I have just found out that comment spam has been appearing in the demo "Mini-Blog HOWTO" article on my website :-(, which is one of the demo pages in the sample MODx website that you can choose to install when you install MODx.
I had left the demo pages in place on my site in case they contained any code that I might find useful later, but it seems that this was perhaps not a wise strategy.
To prevent the problem from occurring again, I think I will delete the demo pages from my live site (but leave them on my test site, which has very strict access permissions).
I haven't knowingly used any of the demo pages other than "404 - Document Not Found" and "Search Results". Are the other pages needed for any part of MODx functionality, or is it safe to remove them? ("RSS Feed" (actually, I might want to make use of that), "MODx Features" (and children), "[*loginName*]" ×2 (URIs: login and blog-login), "Thank You", "Contact Us", "Blog" (and children), "Request an Account"). The site doesn't have any web users, only manager users.
To get rid of the spam comments themselves, can I just delete all of the records in the modx_jot_* tables, or are there any records that "need" to be in there? I don't actually use Jot, although I suppose that there is always the possibility that I might do so in future.
I'm also somewhat worried as to how the comment spam found its way there in the first place.

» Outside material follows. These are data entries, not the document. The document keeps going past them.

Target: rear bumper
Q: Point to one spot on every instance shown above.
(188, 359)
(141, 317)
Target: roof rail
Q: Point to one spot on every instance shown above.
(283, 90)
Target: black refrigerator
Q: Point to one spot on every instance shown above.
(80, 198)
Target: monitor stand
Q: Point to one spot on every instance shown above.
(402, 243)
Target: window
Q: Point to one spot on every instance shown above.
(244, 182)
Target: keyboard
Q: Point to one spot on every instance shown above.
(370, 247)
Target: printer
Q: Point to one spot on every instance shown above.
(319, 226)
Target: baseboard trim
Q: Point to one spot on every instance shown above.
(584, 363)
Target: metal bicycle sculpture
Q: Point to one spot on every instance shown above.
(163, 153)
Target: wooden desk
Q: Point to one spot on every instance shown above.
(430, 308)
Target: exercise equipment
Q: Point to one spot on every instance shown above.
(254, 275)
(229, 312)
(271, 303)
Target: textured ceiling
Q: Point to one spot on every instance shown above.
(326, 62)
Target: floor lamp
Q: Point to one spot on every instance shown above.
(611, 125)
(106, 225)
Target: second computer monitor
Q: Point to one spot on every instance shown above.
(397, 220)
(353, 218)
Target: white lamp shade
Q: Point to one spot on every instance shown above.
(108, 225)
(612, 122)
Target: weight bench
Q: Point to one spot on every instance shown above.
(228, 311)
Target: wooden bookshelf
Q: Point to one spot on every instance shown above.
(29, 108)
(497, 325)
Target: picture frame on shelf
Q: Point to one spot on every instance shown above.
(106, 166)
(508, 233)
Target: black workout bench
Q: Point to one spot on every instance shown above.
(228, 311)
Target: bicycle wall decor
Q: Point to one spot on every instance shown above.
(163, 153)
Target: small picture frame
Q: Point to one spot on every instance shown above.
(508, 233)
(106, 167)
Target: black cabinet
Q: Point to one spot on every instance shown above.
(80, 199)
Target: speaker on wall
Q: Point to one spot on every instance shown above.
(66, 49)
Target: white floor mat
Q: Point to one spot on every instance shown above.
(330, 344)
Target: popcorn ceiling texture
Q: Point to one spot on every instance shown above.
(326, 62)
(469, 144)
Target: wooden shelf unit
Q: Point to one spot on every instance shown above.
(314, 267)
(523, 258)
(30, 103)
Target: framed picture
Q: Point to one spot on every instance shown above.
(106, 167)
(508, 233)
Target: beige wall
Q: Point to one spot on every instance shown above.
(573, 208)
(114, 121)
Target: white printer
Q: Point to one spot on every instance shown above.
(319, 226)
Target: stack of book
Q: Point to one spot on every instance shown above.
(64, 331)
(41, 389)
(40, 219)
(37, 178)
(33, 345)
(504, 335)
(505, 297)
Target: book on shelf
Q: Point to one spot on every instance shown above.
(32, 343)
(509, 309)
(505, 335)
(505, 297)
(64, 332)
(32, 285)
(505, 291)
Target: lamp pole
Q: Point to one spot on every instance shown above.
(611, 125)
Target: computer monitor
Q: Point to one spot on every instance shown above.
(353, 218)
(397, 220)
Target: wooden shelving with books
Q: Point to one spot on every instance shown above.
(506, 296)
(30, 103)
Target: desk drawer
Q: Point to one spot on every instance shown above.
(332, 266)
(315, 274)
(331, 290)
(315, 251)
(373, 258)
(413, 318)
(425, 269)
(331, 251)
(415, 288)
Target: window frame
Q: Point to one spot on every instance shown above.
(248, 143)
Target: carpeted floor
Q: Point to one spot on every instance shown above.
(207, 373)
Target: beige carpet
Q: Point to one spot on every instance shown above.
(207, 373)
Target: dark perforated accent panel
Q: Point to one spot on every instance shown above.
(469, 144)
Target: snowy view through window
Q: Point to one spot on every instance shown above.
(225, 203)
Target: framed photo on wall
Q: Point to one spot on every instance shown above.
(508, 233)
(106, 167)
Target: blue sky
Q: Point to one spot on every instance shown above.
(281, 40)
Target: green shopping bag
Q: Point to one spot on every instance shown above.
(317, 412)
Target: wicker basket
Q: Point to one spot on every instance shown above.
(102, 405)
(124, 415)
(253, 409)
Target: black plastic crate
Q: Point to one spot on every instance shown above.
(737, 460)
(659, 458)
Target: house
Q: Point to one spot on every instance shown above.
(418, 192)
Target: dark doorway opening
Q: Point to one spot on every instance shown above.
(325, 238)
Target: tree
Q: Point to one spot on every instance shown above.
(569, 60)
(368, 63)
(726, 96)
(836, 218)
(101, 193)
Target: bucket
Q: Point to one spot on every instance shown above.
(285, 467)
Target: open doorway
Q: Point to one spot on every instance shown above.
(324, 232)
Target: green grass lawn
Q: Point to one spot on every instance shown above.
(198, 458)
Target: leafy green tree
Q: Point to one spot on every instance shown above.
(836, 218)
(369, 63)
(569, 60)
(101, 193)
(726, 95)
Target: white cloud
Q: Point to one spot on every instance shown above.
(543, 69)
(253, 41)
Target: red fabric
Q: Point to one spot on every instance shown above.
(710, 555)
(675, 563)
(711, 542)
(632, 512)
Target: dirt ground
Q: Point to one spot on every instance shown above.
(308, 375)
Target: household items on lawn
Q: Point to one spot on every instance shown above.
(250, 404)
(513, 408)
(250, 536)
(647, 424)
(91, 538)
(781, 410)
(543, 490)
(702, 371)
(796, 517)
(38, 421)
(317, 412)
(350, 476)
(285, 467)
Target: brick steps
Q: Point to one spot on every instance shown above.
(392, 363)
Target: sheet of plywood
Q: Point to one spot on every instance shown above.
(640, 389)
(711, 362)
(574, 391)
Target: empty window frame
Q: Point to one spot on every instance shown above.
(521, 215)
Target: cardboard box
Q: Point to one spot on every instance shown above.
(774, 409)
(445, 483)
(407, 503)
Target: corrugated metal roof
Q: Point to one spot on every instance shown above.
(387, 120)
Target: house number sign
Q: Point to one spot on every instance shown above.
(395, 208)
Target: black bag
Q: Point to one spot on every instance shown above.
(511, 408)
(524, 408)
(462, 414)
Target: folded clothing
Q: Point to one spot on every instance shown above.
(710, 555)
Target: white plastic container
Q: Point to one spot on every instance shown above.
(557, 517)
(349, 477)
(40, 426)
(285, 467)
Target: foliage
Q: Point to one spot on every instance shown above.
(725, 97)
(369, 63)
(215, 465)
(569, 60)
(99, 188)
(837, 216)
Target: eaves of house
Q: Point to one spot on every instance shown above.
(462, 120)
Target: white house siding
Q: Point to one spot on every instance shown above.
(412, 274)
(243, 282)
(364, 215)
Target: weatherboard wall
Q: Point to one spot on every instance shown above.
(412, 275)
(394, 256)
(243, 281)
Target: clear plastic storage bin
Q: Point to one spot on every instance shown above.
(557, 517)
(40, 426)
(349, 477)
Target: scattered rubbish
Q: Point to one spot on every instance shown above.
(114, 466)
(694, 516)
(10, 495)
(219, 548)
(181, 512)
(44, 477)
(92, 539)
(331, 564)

I haven't really investigated the demo blog in very much detail, but I am surprised that it somehow seems to have allowed spam to be posted without alerting a manager user first!
Given the "Forgot manager login" bug, I have checked that there are no unexpected user accounts on the site, and have now disabled the "Forgot manager login" plugin. I will upgrade my installation to 1.0.7 when I get time. I don't know whether this is a related issue or not.
Just another reminder of the need to be ever-careful, I suppose!